Question

(4) According to a survey conducted by Harrah's Home Testing Institute, adults from 50% of U.S. households have gambled in a casino at some time in their life (American Demographics, October 1993). Assume that this percentage is true for the current population of adults from all U.S. households. A random sample of 400 U.S. households is selected. (a) Using normal approximation to find the probability that at least 320 of the 400 selected houscholds have gambled in a casino at some time in their life. (b) Suppose a sample of 400 households shows that 320 have gambled in a casino at some time in their life.

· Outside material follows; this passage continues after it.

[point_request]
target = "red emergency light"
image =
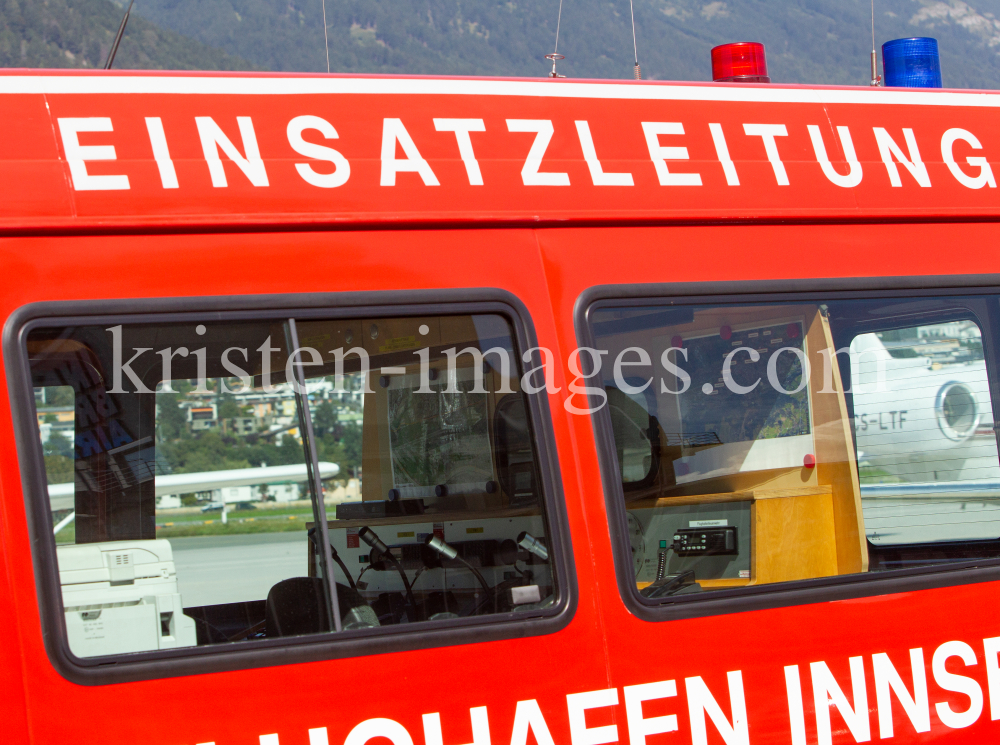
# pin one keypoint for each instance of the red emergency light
(739, 62)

Is 320 an unusual number? Make your comments on this result.

Answer 1

Solution:

We are given n=400, p = 50% = 0.5, q = 1 – p = 1 – 0.5 = 0.5

We have to use normal approximation for finding the required probability.

We have to find P(X≥320)

P(X≥320) = P(X>319.5) (by using continuity correction)

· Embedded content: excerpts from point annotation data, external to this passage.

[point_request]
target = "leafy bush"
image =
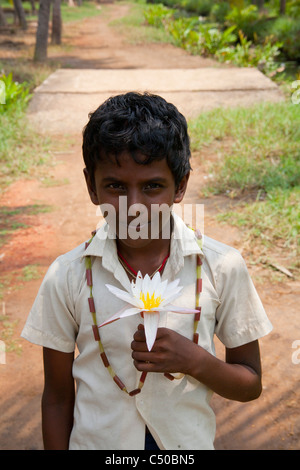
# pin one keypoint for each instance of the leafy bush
(285, 30)
(243, 19)
(245, 54)
(14, 94)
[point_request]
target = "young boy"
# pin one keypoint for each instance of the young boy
(136, 149)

P(X>319.5) = 1 – P(X<319.5)

Mean = np = 400*0.5 = 200

SD = sqrt(npq) = sqrt(400*0.5*0.5) = 10

Z = (X – mean) / SD

Z = (319.5 - 200)/10

Z = 11.95

P(Z<11.95) = 1.00

(by using z-table)

P(X>319.5) = 1 – P(X<319.5)

P(X>319.5) = 1 – 1

P(X>319.5) = 0.00

Required probability = 0.00

Part b

Yes, 320 is an unusual number because the required probability is less than 0.05.